Advanced Robotics Special Issue Call for Papers

Deadline: 29 February 2020

Swarm robotics is defined as a group of coordinated robots acting as a single system. Each swarm comprises of many simple small sized physical robots. These robots are used to accomplish a task through collective behavior and coordinated interactions and communications among them. In other words the nature of smart robotics is distributed and decentralized.  The basic essence of swarm robotics is divide and conquer approach where in several simple robots are deployed and the complex task is broken into smaller activities and assigned to individual robots. Swarm robotics is governed by certain characteristics. Each robot in the swarm must be autonomous in nature. They must be self sensory and actuate in real time environment. A swarm should typically contain many simple robots. All the simple robots in the swarm must be homogeneous in nature. These simple robots in the swarm must be highly collaborative and communicative with each other. Swarm robotics has been deployed across several applications that involve tasks such as miniaturization and distributed sensing. Some of the real time applications of swarm robotics are disaster recovery missions, intrusion detection, bomb threat detection, agriculture foraging, defense applications, micro air vehicles and motion capturing.
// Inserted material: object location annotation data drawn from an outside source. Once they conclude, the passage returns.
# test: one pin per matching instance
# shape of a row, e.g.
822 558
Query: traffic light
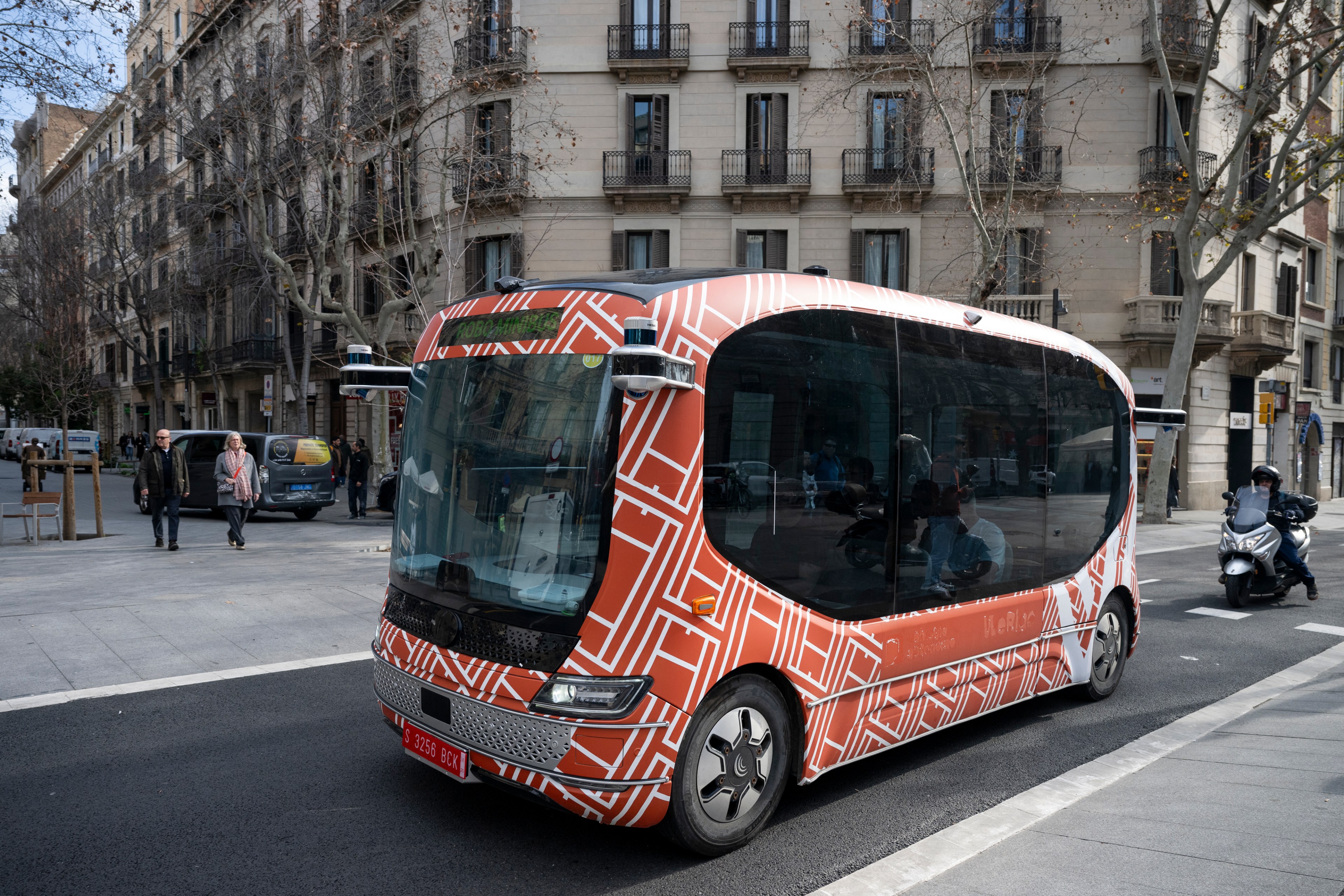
1267 407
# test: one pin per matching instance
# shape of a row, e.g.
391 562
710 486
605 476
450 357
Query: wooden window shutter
501 127
904 284
471 279
779 123
659 124
515 254
777 249
629 123
660 249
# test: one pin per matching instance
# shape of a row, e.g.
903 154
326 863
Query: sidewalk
1194 528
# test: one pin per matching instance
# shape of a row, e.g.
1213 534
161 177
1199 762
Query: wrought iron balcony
491 51
1026 166
749 40
890 38
1185 40
1162 167
490 176
1017 35
659 170
887 168
648 42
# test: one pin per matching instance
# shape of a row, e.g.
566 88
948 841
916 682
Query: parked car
296 472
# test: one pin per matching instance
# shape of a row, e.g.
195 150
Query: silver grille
398 691
509 735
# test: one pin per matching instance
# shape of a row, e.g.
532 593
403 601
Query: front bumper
525 747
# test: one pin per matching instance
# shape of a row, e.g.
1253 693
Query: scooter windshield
1252 508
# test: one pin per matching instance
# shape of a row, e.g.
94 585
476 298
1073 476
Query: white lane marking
1221 614
953 846
1318 626
176 681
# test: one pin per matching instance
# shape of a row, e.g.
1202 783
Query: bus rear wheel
1109 649
733 766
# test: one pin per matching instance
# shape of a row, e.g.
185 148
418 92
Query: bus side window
799 457
1089 456
974 472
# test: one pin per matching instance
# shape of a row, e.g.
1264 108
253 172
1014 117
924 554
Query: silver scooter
1249 548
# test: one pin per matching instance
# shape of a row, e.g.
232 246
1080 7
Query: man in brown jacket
163 479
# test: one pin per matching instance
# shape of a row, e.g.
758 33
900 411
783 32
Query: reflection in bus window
799 453
974 475
1088 458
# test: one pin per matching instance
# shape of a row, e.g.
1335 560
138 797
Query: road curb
948 848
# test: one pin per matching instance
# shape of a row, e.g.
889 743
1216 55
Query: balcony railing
648 42
1018 35
1185 37
890 38
1023 166
1162 166
503 49
767 167
1026 309
749 40
910 167
647 168
490 176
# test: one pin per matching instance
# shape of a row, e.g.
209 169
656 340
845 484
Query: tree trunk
1174 396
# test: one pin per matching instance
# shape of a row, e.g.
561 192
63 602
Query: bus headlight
589 698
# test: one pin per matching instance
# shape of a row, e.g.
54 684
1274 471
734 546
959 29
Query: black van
296 471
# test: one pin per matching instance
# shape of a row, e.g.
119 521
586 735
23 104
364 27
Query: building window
1018 272
768 249
879 257
1314 289
1248 282
488 258
640 249
1164 279
1287 299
Typical advantages of swarm robotics are enhanced performance by decomposing the task there by leveraging the principle of parallelism, task enablement by group of robots accomplishing a task which cannot be performed using a single robot, distributed sensing which means that scope and geography covered by swarm robots is generally wider than that of a single robot, distributed action referring to swarm robots performing autonomous tasks independently at different places, fault tolerance enabled by the physical presence of multiple simple robots present in the swarm so that a faulty robot can be replaced by another without impacting the outcome of the task. Like other technologies, swarm robotics also has its own set of disadvantages. Swarm robots are prone to collisions due to occlusion and interference. There are possibilities of some uncertainty to persist between individual robots in the swarm while communicating with each other. Also the overall system cost of deploying a swarm robotics enabled system is pretty high. These challenges provide opportunities to explore the possibilities of new algorithms and techniques that enable better development, maintenance and deployment of swarm robotic systems.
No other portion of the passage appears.